We don't use chatbots as shields. Support is human-first, async-second.
- Priority Lane (critical issues): Response within 60 minutes, 24/7. Includes system integrators and enterprise licensees.
- Standard Lane (configuration questions): Response within 4 business hours, regardless of timezone.
- Community Forum: Peer-to-peer troubleshooting with developer presence. Average answer time: 2.3 hours.
Every feature request is triaged weekly. If three or more customers request the same capability, it enters the development pipeline within the next release cycle—no bureaucracy, no product committee.

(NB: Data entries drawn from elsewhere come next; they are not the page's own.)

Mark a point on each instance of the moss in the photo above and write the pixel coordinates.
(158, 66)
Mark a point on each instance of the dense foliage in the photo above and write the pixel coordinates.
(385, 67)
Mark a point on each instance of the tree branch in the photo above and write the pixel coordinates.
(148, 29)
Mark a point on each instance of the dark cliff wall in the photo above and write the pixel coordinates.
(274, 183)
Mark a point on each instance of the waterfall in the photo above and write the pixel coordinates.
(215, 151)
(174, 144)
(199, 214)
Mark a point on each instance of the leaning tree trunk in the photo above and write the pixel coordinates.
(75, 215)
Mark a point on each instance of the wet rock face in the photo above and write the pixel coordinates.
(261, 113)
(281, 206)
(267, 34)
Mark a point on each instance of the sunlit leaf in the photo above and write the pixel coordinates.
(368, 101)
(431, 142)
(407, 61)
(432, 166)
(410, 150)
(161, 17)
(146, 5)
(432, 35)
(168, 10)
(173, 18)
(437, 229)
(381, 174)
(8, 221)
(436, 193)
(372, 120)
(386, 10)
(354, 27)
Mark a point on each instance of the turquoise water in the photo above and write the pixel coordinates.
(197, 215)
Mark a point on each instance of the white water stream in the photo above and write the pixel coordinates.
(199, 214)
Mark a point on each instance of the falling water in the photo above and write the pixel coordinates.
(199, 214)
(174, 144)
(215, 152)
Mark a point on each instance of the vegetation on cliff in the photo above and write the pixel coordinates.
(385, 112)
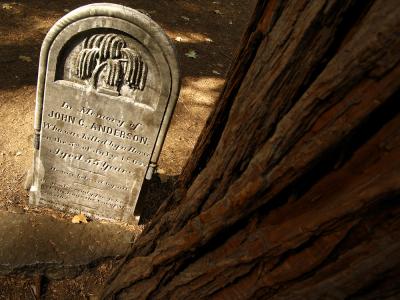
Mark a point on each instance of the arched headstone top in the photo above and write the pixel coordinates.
(108, 82)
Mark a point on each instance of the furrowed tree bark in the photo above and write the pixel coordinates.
(291, 189)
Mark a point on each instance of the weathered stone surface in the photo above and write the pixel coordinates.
(55, 248)
(108, 83)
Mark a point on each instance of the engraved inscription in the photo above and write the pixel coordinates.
(109, 65)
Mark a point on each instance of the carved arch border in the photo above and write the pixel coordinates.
(130, 15)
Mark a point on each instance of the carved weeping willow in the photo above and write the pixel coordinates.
(106, 61)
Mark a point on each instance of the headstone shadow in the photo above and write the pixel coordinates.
(154, 192)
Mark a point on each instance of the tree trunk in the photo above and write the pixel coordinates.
(291, 189)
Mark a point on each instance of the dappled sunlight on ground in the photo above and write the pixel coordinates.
(196, 101)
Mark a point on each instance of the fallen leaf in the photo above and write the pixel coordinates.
(191, 54)
(81, 218)
(25, 58)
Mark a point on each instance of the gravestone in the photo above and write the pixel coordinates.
(107, 86)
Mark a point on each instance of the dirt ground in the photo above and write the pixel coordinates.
(210, 30)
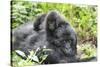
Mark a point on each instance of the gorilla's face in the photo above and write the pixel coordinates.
(60, 34)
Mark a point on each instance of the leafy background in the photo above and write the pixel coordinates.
(83, 19)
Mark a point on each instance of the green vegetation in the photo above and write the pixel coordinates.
(82, 17)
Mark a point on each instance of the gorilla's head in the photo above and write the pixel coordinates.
(60, 33)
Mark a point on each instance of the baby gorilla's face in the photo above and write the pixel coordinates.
(63, 40)
(60, 34)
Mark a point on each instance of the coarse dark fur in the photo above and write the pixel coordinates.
(51, 31)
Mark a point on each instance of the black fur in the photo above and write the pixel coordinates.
(51, 31)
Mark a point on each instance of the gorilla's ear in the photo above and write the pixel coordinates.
(39, 20)
(53, 20)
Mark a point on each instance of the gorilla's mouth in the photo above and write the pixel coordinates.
(67, 52)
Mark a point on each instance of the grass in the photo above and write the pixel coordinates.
(84, 51)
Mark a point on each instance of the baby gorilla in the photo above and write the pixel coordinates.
(51, 31)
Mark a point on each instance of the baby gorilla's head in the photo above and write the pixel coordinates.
(61, 34)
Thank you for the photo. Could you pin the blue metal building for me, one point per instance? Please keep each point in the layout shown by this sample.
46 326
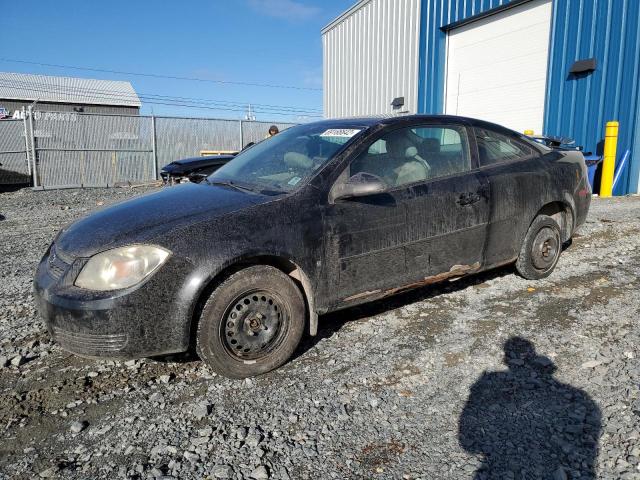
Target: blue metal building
574 100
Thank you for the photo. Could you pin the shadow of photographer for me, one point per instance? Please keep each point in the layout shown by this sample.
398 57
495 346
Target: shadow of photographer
528 425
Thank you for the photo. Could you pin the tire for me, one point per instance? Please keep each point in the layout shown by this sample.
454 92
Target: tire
252 323
540 250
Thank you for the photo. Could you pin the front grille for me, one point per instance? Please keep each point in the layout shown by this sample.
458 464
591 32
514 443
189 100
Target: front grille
89 344
57 264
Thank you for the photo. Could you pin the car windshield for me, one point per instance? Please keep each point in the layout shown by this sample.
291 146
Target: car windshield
285 161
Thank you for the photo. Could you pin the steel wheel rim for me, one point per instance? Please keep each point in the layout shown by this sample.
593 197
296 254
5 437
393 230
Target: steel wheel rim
254 325
545 248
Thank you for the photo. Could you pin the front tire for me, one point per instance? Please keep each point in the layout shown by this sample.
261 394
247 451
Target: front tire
252 323
540 250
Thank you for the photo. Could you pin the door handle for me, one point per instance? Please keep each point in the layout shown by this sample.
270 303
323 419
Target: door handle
463 199
468 198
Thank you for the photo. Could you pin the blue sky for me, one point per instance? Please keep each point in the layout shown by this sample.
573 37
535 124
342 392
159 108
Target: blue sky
255 41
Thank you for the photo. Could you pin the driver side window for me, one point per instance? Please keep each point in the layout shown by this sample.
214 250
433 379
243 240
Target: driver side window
414 154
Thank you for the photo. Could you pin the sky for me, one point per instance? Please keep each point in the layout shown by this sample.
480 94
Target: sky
266 42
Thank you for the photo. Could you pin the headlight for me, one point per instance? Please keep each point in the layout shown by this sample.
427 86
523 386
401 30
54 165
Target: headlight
121 267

This project is released under the MIT License. You are free to use, modify, and distribute the software, provided the original copyright notice is preserved.
MIT License
Copyright (c) 2026 FolderSizes Contributors
Permission is hereby granted, free of charge, to any person obtaining a copy
of this software and associated documentation files (the "Software"), to deal
in the Software without restriction, including without limitation the rights
to use, copy, modify, merge, publish, distribute, sublicense, and/or sell
copies of the Software, and to permit persons to whom the Software is
furnished to do so, subject to the following conditions...
FolderSizes is a directory analytics tool. It performs read-only filesystem traversals and generates statistical reports. It does not modify, delete, encrypt, or transfer files unless explicitly instructed by the user via an exported script or external integration. The "Get Release" button above provides access to the authorized distribution channel; the software is offered as-is, with no warranty of merchantability or fitness for a particular purpose.
Users are solely responsible for ensuring that their use of this software complies with applicable local, national, and international regulations—including but not limited to data privacy laws (GDPR, CCPA), export controls, and organizational IT policies.
Built for the curious, the meticulous, and the storage-weary.